Je lis fréquemment le bilan des immigrants francophones, mais je vois rarement les témoignages de ceux ou celles qui arrivent d’ailleurs, notamment, des pays de l’Europe de l’Est où l’on a notre propre langue distincte. Dans cet article, je partage avec vous mes expériences en tant qu’immigrante allophone. 

Pour commencer, au Canada, un allophone est une personne qui a pour langue maternelle une autre langue que l'anglais ou le français. Le topic est important car au Québec comme d’ailleurs au Canada, les immigrants arrivent des 4 coins du monde sans nécessairement connaître les deux langues officielles du pays. Comme pour n’importe qui, leur but est de s’intégrer le plus rapidement possible dans le nouveau pays d’accueil.  

De la Hongrie, je suis arrivée à Kirkland au Québec, il y a une dizaine d’années dans l’objectif d’améliorer mon anglais, sans intention d’y immigrer de façon permanente. Néanmoins, suite à quelques aller-retours, j’ai décidé de m’installer.

Je savais bien que si je reste au Québec, l’anglais ne suffirait pas, et il faut qu’éventuellement j’apprenne le français aussi. Jeune, ambitieuse et surtout très naïve, j’étais prête pour ce nouveau défi.

J’ai trouvé que les cours de français offerts pour les nouveaux arrivants ne me rendaient pas loin. Par conséquent au lieu d’aller étudier en anglais à Concordia ou à McGill qui aurait été plus facile dans mon cas, je me suis inscrite à l’UQAM où j’ai obtenu mon baccalauréat après 7 ans d’études en français. 

Malgré toutes ces années d’études, je me suis rendue compte que le français est une langue qui ne s’apprend pas !!! Certes, je parlais bien, j’avais des bonnes notes à l’école, mais les fautes de langue seconde typique ne voulaient pas disparaître ! Le genre des mots, les prépositions entre autres restent un défi constant. Cependant, j’ai déjà trop investi dans cette langue et c’était trop tard d’abandonner.

Aujourd’hui, (12 ans plus tard) en étant plus intelligente, plus mature et certainement moins naïve, je dirais que le Québec est une belle place pour s’installer pour les gens d’issus des pays francophones (France, Belgique, Maghreb etc…). Mais pour les immigrants allophones comme moi, malheureusement ce n’est pas une place propice pour s’intégrer facilement.  

Je suis toujours surprise quand j’entends le parcours de mes amis français que dans quelques semaines après leur arrivée, il y avait déjà un emploi. Malheureusement, moi je ne connais pas ça. De mon côté, cela m’a pris plus de 8 ans pour décrocher mon premier travail professionnel en tant qu’intervenante dans un petit centre communautaire au Parc-Extension à Montréal. 

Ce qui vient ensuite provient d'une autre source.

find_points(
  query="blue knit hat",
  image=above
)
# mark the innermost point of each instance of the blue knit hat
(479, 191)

J’ai lu l’autre jour dans un article qu’un immigrant perd automatiquement 7 ans de sa vie à apprendre une nouvelle langue à parler, à écrire correctement, à faire de petits travaux pour subvenir à ces besoins avant d'avoir un emploi intéressant. Par mon vécu personnel, je confirme les dires de cet article, sauf qu’au Québec le degré de difficulté est doublé, car il est vital d’apprendre les deux langues officielles.

Tout cela étant dit, je crois que j’ai réussi mes objectifs et mes efforts seront payants. Cela fait 3 ans que je vis au Nouveau-Brunswick. Je viens d’être diplômée à la Faculté de droit de l’Université de Moncton et bientôt je vais être une avocate. 

Le chemin pour m’y rendre était long et très demandant. Cela a puisé toutes mes énergies et ma jeunesse. Pendant que mes amis ont une carrière, une maison, des enfants, moi, tout ce que j’ai: c’est « ma propriété intellectuelle ». 

Quant à la langue de Molière, nous avons une relation d'amour et de haine. Je l’apprends encore et je l’apprendrai probablement pour le reste de mes jours. La différence entre avant et maintenant est que j’ai accepté qui je suis et comme je suis. À ce jour, je me focalise plus sur le fond que sur la forme. 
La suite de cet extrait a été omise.